Im Inneren der Bibliothek ermöglicht eine touchWall – als zentraler Eyecatcher nahe dem Eingang positioniert – den Kund*innen auf spielerische Weise Interaktion, Information und Orientierung: Mit der Kommunikations- und Informationsvielfalt, die der Bibliotheksbestand, die eigene Programmarbeit oder einfach auch das aktuelle Geschehen und Jubiläen bieten, kann das Bibliotheksteam immer wieder neue digitale Inhalte zusammenstellen. Quizformate und Umfragen sind verlockend und fordern die Benutzer*innen auf, sich intensiver mit einem aktuellen Thema auseinanderzusetzen. Zugleich erfahren Sie, wo genau in der Bibliothek die relevanten Medien zu finden sind. Die Fürstenrieder werden die touchWall auch als Orientierungsscreen nutzen, um Angebote des ganzen Stadtteils zu kommunizieren und per Klick einen tiefergehenden Einblick zu gewähren.

Parallel werden besonders relevante Inhalte wie zum Beispiel Veranstaltungshinweise und lokale Infos als Bildschirmschoner auf den Selbstverbuchern angezeigt, um die Aufmerksamkeit für diese speziellen Themen zu verbessern.

Zukunftweisende Technologien im Einsatz

„Die Kombination der open+ Lösung mit dem Kommunikationskonzept transformativeLibrary feiert mit der Installation in Fürstenried ihre Premiere in der deutschen Bibliothekslandschaft. In den Nordischen Ländern wird diese interaktive und dynamische Art, inhaltlichen Mehrwert und kontextrelevantes Wissen zu vermitteln, als zeitgemäßes Add-on wahrgenommen, um digitalen Kundenservice zu bieten“, erklärt Markus Rösch, bibliothecas Managing Director Central Europe. Diverse Touch- und Non-Touch-Bildschirme sowie die selfChecks werden mit der open+ Technik sinnvoll gekoppelt und ein cloudbasiertes Managementsystem mit selbst zu gestaltenden Informationen bespielt. transformativeLibrary wurde speziell entwickelt, um die Kommunikationsangebote in Bibliotheken mit einer intuitiven Software und einer komplett integrierten Lösung auf eine neue Ebene zu heben: Interaktivität und Konnektivität sind dabei fundamental.
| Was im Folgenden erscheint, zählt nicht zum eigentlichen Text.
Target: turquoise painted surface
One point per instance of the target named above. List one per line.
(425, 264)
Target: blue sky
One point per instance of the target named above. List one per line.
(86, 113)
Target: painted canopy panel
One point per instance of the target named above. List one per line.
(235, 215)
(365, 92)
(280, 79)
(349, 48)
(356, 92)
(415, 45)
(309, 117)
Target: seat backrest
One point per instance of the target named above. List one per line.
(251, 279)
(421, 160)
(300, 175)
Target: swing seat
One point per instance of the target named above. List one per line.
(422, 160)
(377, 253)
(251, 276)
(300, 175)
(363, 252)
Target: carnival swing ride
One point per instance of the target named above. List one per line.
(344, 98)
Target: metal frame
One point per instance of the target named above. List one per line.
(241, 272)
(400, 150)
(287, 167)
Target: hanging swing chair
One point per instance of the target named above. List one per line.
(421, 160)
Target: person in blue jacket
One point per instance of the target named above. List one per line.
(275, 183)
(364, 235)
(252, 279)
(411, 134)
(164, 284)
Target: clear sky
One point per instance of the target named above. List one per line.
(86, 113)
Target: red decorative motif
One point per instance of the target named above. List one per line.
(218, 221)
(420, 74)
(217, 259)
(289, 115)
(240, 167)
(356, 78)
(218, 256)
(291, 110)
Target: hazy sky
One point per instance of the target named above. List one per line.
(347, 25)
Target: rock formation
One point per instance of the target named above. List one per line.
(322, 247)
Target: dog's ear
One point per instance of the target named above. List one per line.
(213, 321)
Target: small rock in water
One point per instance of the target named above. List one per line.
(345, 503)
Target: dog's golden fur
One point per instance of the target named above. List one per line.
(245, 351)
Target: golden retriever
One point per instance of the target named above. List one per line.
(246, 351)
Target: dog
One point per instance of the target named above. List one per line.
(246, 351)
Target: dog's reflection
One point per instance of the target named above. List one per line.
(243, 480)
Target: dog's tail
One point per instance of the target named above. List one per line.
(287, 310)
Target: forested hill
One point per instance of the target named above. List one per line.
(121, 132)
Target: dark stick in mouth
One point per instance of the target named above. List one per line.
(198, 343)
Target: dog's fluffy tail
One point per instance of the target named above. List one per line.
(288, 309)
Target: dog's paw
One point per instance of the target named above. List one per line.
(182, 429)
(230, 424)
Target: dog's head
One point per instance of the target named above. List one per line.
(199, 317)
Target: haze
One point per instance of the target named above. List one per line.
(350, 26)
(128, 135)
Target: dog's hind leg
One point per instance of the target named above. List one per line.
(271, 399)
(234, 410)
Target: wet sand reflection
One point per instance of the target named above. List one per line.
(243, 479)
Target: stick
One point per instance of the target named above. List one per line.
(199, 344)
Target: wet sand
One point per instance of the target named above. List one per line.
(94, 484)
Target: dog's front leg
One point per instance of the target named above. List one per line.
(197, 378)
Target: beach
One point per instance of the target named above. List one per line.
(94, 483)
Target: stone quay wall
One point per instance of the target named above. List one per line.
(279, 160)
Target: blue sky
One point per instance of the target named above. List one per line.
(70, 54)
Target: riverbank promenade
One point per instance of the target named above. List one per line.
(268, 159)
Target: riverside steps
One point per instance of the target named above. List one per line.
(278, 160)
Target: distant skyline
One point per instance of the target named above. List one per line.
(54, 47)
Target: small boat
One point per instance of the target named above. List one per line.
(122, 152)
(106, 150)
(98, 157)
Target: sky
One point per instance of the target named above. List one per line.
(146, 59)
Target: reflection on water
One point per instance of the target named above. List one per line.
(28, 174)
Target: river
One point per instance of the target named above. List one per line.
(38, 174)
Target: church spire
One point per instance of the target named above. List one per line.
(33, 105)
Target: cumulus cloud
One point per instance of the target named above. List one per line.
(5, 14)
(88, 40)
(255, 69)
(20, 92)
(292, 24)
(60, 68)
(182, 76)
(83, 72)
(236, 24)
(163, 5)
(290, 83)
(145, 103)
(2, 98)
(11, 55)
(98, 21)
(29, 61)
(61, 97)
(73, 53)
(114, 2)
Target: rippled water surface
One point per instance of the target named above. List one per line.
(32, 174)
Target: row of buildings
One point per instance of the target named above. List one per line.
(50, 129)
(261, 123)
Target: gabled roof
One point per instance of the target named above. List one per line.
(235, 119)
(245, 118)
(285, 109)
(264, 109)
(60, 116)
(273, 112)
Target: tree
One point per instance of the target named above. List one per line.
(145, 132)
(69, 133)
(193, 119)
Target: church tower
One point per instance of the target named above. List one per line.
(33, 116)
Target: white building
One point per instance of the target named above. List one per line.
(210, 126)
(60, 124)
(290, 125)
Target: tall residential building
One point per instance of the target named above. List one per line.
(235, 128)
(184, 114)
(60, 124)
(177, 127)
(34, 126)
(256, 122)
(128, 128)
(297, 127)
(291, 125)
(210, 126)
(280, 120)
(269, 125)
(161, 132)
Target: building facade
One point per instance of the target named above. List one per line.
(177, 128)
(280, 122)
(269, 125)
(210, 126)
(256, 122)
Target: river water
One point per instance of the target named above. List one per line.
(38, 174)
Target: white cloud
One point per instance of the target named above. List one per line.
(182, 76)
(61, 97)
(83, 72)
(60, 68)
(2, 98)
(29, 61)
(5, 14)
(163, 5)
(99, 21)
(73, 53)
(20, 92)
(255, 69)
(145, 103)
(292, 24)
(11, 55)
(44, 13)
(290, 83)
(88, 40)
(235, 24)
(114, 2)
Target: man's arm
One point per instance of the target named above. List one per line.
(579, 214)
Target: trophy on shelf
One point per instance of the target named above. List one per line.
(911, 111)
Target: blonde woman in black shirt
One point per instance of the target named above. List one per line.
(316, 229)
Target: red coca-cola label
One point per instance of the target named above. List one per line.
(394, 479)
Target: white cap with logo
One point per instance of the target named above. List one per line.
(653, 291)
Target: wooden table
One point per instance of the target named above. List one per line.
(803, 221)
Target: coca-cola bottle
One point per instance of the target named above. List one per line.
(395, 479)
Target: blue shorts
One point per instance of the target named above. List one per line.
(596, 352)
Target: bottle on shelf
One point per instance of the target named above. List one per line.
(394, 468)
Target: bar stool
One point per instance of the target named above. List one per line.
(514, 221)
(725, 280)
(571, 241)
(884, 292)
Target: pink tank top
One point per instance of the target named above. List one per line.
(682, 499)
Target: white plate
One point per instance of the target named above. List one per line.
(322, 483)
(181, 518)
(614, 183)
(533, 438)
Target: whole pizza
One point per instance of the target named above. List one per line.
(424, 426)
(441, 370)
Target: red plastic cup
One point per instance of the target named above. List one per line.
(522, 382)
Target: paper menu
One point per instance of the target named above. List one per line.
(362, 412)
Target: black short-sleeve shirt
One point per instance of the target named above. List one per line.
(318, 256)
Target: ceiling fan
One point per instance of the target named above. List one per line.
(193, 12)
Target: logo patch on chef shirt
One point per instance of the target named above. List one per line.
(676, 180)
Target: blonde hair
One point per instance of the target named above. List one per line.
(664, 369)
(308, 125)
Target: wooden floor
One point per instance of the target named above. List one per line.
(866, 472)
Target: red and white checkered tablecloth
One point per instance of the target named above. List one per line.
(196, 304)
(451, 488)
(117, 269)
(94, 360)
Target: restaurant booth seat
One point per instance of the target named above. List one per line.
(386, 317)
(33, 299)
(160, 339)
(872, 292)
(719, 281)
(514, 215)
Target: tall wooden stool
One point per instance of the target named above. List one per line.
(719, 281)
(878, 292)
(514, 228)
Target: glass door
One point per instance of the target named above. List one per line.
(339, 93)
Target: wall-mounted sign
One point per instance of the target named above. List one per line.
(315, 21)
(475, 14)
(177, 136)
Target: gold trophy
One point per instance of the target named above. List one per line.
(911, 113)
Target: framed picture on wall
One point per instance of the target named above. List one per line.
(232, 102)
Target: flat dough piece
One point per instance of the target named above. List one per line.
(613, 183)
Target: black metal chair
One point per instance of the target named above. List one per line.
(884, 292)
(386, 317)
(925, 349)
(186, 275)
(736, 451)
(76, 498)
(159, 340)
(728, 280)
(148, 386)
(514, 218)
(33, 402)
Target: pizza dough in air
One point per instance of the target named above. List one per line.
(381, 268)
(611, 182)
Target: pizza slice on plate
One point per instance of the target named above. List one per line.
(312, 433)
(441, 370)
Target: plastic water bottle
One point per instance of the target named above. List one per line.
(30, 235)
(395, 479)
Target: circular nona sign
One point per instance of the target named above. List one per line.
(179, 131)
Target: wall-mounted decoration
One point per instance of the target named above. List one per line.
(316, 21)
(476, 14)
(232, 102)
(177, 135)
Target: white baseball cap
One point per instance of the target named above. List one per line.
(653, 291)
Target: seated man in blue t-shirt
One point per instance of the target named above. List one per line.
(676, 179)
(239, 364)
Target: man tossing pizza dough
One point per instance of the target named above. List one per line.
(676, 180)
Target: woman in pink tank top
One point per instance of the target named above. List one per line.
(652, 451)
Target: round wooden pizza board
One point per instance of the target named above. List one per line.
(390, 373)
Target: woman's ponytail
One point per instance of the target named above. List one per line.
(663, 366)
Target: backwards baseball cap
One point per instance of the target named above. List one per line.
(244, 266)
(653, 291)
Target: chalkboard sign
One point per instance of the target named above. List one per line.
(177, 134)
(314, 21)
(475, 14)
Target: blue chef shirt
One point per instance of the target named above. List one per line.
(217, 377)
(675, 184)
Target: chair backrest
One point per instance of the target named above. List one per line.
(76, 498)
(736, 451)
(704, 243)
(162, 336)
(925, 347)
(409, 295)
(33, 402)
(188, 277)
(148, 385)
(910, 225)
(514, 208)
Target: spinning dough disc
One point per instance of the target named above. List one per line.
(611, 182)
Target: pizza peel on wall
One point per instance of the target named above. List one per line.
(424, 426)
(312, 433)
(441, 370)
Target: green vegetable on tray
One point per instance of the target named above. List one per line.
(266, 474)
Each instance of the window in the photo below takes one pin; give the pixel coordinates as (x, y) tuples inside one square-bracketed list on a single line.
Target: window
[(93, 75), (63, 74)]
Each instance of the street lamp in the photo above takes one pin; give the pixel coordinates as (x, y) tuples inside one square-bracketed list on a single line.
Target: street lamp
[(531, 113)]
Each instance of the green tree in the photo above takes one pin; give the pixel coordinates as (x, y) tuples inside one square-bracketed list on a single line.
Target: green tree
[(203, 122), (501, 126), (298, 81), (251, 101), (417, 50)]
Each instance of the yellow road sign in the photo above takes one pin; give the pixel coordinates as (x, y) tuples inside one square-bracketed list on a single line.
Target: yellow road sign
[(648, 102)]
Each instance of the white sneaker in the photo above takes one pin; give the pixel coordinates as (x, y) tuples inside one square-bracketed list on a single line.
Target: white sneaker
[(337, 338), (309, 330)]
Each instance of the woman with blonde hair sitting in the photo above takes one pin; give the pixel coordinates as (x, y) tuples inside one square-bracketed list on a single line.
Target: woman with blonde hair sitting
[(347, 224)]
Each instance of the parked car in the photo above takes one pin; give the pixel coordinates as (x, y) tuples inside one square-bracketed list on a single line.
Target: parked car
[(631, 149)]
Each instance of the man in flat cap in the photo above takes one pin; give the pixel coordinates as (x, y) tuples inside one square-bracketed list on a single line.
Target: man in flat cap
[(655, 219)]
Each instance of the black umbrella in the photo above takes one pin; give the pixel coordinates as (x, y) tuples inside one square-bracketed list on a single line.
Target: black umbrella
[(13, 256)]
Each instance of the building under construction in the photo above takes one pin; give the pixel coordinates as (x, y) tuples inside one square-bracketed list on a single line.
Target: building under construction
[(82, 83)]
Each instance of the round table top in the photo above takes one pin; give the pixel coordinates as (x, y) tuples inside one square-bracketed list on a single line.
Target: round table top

Die Lösung ermöglicht eine verbesserte Zugänglichkeit und Teilhabe an Wissen dank einer zeitgemäßen, grafisch aufbereiteten, mehrsprachigen Kommunikation. Mit Audio- und Videoformaten visualisiert bekommen Inhalte die gewünschte Aufmerksamkeit: Bibliotheks-, Literatur- oder Eventhinweise, zielgruppenspezifisches Wissen für bestimmte Besuchergruppen, Orientierungshilfen sowie Wegweiser während der unbemannten Zeiten und vieles mehr. Das Bibliotheksteam kann Inhalte flexibel und einfach in wenigen Minuten eigenhändig aktualisieren. Das benutzerorientierte Potenzial der Software ist überzeugend: Bei Bedarf können für Open Library Zeiten oder für definierte Besuchergruppen wie Schulklassen oder Kindergärten spezielle Inhalte terminiert werden. „Fürstenried ist unser Experimentierfeld für eine neue Art der Kundenkommunikation. Die kontextbezogene, modulare Gestaltung dieser Kommunikation passt gut in unser strategisches Konzept“, so Dr. Roland Poellinger.